Selasa, 02 Desember 2008

GILA,,,

0 komentar

Rabu, 23 Juli 2008

Berkah Sebuah Sarang Burung

1 komentar
Pagi itu suasana dipinggiran desa terlihat sangat sunyi penuh dengan kedamaian, orang-orang sibuk dengan kegiatannya masing-masing. Ada yang pergi bekerja, kesawah, anak-anak berangkat kesekolah. Tidak terasa hari sudah mulai siang desa itu terlihat sunyi dan damai, dari kejauhan terlihat seorang anak pulang dari sekolah dengan memakai seragam sekolah atas putih bawah merah sambil membungkuk anak itu mengambil sebatang kayu yang bercabang hanya sekedar untuk teman bermain di sepanjang jalan menuju rumahnya sepulang dari sekolah dengan berjalan kaki, ia memakai sepatu yang sudah agak usang dan baju yang sudah hampir berubah warnanya dari putih menjadi krem namun masih terlihat bersih dan rapi.
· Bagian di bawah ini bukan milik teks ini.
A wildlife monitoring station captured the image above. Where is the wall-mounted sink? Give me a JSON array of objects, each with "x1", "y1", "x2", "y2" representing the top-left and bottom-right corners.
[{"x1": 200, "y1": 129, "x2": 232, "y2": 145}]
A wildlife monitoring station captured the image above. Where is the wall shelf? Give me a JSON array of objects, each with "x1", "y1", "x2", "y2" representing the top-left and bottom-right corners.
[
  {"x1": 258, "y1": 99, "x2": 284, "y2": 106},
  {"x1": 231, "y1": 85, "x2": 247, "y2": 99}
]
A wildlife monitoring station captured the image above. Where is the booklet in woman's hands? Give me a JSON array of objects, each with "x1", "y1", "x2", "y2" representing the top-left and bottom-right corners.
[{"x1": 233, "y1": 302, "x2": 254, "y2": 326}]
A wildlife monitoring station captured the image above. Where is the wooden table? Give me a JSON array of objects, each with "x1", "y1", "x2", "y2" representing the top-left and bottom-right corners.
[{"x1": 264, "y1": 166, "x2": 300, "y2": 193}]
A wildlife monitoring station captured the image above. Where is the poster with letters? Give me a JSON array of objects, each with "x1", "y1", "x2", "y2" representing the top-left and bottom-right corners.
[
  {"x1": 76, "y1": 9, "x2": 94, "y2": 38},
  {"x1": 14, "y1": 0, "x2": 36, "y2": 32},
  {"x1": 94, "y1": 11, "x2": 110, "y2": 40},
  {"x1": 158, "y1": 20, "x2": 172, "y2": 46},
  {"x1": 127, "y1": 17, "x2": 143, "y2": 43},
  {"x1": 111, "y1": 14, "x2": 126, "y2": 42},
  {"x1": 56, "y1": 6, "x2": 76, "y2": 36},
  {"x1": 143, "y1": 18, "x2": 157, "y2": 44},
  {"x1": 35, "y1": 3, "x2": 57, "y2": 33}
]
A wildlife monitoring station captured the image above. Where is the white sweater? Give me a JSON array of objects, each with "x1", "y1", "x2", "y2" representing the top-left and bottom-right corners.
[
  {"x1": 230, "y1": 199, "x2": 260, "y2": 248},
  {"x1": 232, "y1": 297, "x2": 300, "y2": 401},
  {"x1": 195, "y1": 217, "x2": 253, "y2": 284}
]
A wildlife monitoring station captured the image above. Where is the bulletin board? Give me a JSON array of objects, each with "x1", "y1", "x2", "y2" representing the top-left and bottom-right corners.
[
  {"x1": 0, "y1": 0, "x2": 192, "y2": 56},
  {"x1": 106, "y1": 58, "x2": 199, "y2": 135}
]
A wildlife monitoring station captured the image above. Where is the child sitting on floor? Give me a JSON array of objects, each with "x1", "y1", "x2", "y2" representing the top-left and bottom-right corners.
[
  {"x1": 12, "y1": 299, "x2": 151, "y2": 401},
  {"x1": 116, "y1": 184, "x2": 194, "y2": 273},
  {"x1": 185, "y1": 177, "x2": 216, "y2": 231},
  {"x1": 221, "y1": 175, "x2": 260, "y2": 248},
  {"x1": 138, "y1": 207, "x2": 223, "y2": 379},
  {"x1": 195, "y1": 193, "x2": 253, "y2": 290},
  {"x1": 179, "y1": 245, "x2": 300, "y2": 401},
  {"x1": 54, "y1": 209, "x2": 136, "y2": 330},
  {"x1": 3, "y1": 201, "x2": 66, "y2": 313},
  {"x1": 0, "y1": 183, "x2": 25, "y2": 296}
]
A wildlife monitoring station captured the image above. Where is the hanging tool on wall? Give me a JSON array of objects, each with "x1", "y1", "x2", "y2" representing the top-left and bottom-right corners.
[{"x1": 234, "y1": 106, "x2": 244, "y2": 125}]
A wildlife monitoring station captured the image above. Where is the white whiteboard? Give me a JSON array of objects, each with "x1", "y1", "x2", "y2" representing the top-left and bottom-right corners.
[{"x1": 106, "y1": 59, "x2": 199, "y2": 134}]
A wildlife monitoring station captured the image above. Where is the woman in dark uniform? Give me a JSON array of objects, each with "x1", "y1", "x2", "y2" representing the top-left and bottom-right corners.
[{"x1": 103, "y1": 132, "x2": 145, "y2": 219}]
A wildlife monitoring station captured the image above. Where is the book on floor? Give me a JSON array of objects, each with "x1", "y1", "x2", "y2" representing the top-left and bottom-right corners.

Waktu menunjukkan sekitar pukul 12.30, panasnya sengatan matahari tidak dirasa karena masih banyaknya pohon rimbun, dengan perasaan gembira anak lelaki bernama “Jabal” itu menyusuri jalan setapak menuju rumahnya yang tidak jauh dari areal pemukiman mewah orang-orang yang banyak duitnya, dibelakang perumahan tersebut anak lelaki itu tinggal bersama "Emak"nya yang hanya bekerja sebagai tukang cuci pakaian tetangga kanan kirinya hanya sekedar untuk bertahan hidup dan biaya sekolah anaknya, dengan satu adik laki-laki yang masih kecil. Bapaknya sudah lama merantau ke negeri seberang tanpa ada khabar beritanya, pada saat bapaknya merantau meninggalkan keluarganya Jabal baru berumur tiga tahun sedangkan adiknya yang bernama “Bilal” masih dalam kandungan Emaknya.

Karena didikan disiplin dari orang tuanya, pulang dari sekolah Jabal meletakkan peralatan sekolahnya dengan rapi dirak buku yang sangat sederhana, terbuat dari papan bekas, dan bajunya digantung pada sebuah paku yang tertancap didinding yang terbuat dari papan.

Dengan masih bertelanjang dada Jabal pergi kesumur di belakang rumahnya lalu ditariknyalah tali timba itu dengan agak keberatan untuk mengisi padasan (tempat wudhu) yang terbuat dari tanah liat.

Setelah tempat wudhu itu penuh ia pun beristirahat sejenak dengan napas masih ngos-ngosan, karena hari itu dirasa sangat panas ia bermain-main air sejenak sebelum ia mengambil air wudhu, sebentar-bentar kepalanya dibasahi dengan air seolah menikmati betul kesegaran dan kesejukan airnya, setelah puas bermain air barulah ia berwudhu. Selesai menjalankan sholat Dzuhur Jabal pergi ke dapur yang hampir menyatu dengan tempat ia tidur untuk mengambil piring, "sudah waktunya makan siang", gumamnya dalam hati.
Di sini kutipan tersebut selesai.